Hacker News new | comments | ask | show | jobs | submit login
The missing link: explaining ELF static linking, semantically (2016) [pdf] (researchgate.net)
31 points by signa11 29 days ago | hide | past | web | favorite | 8 comments

Despite all the complexity that goes into _creating_ a statically linked ELF executable as the PDF describes, I was reminded exactly how easy it is to unwrap and load a static ELF binary into memory when I was writing a static ELF loader the other week.

You literally end up with a table ("section header table") in your executable with sections of type "SHT_PROGBITS" and "SHT_NOBITS". You copy <n> bytes from the offset in the ELF image for the former to the address specified, and zero <n> bytes at the address specified for the latter.
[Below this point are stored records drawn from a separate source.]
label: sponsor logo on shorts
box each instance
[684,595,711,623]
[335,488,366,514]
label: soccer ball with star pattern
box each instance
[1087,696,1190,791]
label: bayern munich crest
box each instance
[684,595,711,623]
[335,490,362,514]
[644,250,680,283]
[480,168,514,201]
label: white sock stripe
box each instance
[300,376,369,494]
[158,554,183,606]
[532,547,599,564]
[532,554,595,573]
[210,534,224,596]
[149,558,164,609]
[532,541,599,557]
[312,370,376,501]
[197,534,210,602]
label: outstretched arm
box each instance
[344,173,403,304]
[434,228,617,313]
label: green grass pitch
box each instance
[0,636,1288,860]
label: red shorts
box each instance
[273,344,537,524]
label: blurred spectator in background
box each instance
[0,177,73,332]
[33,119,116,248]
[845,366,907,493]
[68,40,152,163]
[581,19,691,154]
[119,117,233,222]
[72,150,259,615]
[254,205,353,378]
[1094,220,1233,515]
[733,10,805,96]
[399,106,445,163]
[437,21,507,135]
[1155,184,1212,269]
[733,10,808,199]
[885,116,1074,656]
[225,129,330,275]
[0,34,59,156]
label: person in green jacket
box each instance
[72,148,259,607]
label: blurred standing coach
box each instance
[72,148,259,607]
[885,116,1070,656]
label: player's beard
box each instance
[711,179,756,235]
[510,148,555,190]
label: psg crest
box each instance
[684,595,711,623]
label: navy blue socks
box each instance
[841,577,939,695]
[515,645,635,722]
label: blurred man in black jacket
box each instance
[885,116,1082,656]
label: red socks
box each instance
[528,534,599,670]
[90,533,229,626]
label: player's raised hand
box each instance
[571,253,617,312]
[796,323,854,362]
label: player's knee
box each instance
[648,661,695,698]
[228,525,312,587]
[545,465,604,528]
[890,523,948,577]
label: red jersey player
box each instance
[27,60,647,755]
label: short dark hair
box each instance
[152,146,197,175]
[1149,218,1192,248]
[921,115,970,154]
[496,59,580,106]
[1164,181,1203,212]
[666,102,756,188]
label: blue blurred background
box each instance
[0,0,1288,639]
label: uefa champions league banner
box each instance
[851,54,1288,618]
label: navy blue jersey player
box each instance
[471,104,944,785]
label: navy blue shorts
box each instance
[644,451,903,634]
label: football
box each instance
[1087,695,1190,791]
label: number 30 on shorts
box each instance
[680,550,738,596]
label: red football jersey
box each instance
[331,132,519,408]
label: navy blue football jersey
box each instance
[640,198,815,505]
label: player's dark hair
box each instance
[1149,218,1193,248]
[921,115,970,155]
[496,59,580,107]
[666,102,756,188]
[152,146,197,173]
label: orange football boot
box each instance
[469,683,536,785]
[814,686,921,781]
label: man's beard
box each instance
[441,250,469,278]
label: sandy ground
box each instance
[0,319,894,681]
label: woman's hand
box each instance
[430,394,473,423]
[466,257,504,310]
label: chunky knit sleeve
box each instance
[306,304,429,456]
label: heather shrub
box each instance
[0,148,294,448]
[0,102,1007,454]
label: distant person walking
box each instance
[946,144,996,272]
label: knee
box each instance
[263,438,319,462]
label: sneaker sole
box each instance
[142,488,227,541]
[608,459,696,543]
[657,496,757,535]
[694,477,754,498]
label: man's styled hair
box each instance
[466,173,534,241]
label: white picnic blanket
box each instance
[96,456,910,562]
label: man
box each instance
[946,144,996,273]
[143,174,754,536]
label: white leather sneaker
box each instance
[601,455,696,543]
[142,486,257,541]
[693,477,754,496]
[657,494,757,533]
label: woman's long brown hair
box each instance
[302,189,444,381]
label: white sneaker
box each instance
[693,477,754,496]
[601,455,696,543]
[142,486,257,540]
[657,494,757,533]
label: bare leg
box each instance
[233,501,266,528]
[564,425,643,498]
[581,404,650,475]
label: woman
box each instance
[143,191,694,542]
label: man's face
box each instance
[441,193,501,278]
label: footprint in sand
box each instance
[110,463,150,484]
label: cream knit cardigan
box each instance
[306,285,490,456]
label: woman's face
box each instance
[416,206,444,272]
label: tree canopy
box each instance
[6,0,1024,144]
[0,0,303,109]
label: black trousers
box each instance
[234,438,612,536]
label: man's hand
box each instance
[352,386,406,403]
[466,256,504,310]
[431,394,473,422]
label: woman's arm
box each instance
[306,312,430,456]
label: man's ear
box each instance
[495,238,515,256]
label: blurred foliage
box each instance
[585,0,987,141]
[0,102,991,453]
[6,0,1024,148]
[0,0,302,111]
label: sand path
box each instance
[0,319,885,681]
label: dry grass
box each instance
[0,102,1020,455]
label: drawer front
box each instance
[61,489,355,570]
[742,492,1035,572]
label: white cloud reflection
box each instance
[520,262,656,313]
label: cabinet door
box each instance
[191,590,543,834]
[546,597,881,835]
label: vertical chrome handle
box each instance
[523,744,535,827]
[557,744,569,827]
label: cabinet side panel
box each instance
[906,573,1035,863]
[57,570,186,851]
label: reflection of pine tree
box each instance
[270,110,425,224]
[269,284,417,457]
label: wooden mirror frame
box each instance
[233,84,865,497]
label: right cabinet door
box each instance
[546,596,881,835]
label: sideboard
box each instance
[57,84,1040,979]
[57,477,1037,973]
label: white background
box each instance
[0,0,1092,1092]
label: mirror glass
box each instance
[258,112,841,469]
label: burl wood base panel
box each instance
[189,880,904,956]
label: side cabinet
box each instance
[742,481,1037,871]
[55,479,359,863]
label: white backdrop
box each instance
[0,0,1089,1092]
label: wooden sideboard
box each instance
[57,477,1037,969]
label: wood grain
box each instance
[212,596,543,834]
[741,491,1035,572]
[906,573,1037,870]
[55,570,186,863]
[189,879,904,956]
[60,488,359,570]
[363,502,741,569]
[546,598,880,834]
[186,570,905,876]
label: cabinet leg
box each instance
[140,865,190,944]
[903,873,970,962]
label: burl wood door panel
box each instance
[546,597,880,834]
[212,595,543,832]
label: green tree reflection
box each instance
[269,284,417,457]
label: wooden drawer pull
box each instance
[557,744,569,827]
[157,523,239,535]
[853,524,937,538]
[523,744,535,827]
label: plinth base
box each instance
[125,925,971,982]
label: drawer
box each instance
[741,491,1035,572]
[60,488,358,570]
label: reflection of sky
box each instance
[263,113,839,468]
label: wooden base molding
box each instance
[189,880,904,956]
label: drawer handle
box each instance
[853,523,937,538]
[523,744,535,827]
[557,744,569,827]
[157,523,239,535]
Obviously in a system with virtual memory, you need to account for page table mappings, and for a multiprocessing system you need to setup a process vector with initial instruction pointer, address of the page tables etc. so that you can task switch.

But for the most basic case (ie. a DOS or CP/M workalike) you can pretty much wallop the program into memory and jump or call to the entry point.

Even creating ELF executables is not particularly hard. As the article says, the complexity is in the linker. If you keep track of depedencies yourself, creating an ELF binary boils down to writing a header and aligning the text and data segments properly.

Here is a full compiler that emits ELF in about 1600 lines of code (the ELF emitter is about 50 lines in size, most which deals with generating the header):


That is a fascinating project, thanks for sharing.

An ELF loader doesn't need to look at sections, that's too fine grained anyways. An ELF loader should instead use the program headers' PT_LOAD "instructions".

Ha good to know! My ELF loader is 228 source lines, I would love to make it smaller. I will look into that.

Perhaps for CP/M. Loading an MS-DOS .EXE file (not a .COM file) you'll need to do some fixups to adjust for the actual address the program is loaded into [1][2].

[1] https://github.com/spc476/NaNoGenMo-2015/blob/master/C/msdos...

[2] So I could run an old MS-DOS executable and redirect its I/O to the Linux host running the program. Dosbox did not support that feature.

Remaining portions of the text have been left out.